Et que ces heures perdues, qui sont aussi des créatures, qui sont l'étoffe grossière du temps, que ces heures fassent comprendre ce qu'a été l’Incarnation, dont jamais mon esprit ne devrait se détacher, puisqu'elle est l’Oeuvre des œuvres. Un ami qui revenait de Palestine me disait, il y a peu de jours : « J'ai été frappé dans ce pays par les parcours du Christ. La Judée était à trois jours de Nazareth. On y allait chaque année. Mais que de longues étapes sur les routes des caravanes ! Eh oui, que d'heures perdues à aller simplement d'un point à un autre !» Pendant ces voyages que de conversations qui n'avaient pas d'autre objet que de créer un lien entre des consciences, comme le sang qui circule n'a d'autre objet que de porter la vie ! Que de déchets apparents ! Et pourtant ces déchets étaient la rançon de l'œuvre parfaite en quelques âmes. Il y a de grandes lacunes dans l'univers des corps, si bien que les parcelles de la matière paraissent se consumer dans un isolement insondable. Trois guêpes dans toute l’Europe, voilà la densité de la matière dans l'espace, voilà le degré d'encombrement du vide là où il est le plus rempli. C'est ce que nous apprend le plus récent calcul. Mais, dans l'univers moral, dans l'univers de la grâce, que d'immenses étendues d'attente : tous ces siècles qui séparent la première humanité du Rédempteur, et ces délais de l'Incarnation. Et, dans cette vie du Christ, que d'attentes encore...

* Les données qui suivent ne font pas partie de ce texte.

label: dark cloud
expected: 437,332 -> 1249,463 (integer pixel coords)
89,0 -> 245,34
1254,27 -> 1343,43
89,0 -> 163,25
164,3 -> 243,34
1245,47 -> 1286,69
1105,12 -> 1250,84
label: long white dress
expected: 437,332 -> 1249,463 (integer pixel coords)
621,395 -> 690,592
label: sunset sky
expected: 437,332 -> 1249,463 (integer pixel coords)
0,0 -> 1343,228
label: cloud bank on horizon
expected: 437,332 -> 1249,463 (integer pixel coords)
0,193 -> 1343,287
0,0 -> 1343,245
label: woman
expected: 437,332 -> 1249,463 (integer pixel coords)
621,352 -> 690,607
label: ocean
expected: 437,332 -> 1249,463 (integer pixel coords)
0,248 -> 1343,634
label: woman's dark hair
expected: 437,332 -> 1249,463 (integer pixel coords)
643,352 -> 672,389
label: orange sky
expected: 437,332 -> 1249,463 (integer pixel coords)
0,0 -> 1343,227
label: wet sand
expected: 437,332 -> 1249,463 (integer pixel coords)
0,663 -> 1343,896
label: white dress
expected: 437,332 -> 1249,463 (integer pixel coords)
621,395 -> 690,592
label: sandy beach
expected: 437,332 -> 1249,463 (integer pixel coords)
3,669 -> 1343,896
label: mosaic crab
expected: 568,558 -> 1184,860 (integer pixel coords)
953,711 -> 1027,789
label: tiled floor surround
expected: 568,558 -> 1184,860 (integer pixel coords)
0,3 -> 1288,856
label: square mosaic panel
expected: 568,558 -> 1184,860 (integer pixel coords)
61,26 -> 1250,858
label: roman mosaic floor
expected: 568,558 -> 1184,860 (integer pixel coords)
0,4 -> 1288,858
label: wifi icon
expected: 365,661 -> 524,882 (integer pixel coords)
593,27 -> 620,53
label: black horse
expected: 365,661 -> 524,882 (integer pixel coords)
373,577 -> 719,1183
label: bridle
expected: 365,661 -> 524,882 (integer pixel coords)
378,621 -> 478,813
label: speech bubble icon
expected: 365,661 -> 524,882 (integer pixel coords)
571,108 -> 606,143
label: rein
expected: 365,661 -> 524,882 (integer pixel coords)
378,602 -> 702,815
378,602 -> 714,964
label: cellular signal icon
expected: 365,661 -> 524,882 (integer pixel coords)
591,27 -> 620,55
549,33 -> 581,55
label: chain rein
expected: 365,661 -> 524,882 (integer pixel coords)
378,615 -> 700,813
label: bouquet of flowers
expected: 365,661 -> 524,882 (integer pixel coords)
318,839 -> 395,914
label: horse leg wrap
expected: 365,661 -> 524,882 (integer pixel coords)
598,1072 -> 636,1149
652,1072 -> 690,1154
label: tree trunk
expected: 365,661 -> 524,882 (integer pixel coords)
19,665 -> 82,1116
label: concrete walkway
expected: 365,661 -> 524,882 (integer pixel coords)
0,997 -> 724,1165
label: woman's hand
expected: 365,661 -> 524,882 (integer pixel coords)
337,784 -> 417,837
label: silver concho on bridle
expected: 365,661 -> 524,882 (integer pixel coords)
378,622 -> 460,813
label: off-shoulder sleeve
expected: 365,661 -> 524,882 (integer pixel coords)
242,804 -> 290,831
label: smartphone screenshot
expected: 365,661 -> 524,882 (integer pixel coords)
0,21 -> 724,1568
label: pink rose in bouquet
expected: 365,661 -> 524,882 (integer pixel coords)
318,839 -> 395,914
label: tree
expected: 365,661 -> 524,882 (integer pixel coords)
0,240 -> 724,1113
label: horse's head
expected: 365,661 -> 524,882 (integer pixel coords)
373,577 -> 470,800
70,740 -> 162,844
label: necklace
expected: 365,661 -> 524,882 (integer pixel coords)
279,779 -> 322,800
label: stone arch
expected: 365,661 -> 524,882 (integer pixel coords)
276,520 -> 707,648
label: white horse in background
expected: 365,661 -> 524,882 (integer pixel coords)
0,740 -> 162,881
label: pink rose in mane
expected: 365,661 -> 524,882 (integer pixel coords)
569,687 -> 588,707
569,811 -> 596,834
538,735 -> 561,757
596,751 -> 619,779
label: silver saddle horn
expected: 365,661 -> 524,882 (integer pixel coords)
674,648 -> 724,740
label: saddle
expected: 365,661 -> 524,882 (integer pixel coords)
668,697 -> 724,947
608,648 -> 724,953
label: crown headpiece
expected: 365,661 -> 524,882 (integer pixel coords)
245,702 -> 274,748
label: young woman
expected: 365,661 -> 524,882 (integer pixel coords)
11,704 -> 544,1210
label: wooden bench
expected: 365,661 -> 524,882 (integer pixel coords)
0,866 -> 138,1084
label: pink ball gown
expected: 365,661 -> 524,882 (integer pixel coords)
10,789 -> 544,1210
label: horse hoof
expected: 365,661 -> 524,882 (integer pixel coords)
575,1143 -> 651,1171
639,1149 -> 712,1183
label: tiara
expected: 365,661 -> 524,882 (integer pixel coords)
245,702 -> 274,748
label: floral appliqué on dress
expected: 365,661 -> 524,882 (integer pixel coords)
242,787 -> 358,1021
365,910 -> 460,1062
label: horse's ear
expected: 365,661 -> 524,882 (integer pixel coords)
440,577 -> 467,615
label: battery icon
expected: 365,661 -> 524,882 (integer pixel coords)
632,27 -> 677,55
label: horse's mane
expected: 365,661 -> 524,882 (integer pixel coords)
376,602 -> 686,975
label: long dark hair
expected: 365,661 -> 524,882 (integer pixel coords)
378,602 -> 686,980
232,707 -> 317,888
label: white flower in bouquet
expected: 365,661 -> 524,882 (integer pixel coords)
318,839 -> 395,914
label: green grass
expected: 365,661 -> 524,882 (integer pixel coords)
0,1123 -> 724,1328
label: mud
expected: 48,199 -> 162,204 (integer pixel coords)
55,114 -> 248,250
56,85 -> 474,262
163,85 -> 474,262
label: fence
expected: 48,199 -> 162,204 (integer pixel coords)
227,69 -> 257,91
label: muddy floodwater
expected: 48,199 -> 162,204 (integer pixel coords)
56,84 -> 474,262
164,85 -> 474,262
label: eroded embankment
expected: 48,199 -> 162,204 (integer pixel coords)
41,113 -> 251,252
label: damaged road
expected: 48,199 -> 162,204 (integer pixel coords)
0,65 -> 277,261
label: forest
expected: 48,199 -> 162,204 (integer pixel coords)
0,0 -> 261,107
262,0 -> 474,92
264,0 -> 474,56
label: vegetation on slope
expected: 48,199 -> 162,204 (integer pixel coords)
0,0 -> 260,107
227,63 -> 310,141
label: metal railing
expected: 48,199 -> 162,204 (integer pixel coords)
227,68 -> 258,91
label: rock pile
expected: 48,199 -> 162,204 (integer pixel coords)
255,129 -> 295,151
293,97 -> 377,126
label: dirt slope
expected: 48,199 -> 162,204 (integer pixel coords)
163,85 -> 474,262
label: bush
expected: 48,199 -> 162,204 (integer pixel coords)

J'allais plus loin, et je me disais qu'il fallait aussi du temps pour la simple charité. Il y a de ces personnes pressées de faire du bien et qui taylorisent même les sourires. On ne peut pas venir tout de suite au bout de ce qu'on voudrait dire, et bien souvent, dans les conversations, je crois qu'il faut un peu imiter ces paysans qui parlent des semailles, du mauvais temps, de la foire, de la politique, puis qui longuement se taisent, puis qui reprennent un cours d'entretien indifférent jusqu'au moment où ils glissent le mot décisif et qui doit germer en silence.

Cela est plus vrai encore quand on se trouve en présence de ceux qui souffrent et qui ont des âmes délicates.

La souffrance des autres a besoin de temps pour apparaître. Elle se cache. Elle a la pudeur d'elle-même. On ne la voit pas plus qu'on ne voit la sève. Si on ne l'attend et ne la guette, si on ne reste longtemps comme à l'affût, dans des échanges de paroles indifférentes, alors on risque de passer à côté d'elle, sans l'avoir fait lever. L'âme est ainsi faite qu'elle ne peut se livrer à la hâte, et la confidence a besoin d'une terre banale où elle puisse pour ainsi dire tomber au hasard. Et dans cet univers où la profondeur se masque, et où on achète la perfection par des monceaux de déchets, je crois qu'il faut savoir perdre beaucoup de temps pour compatir.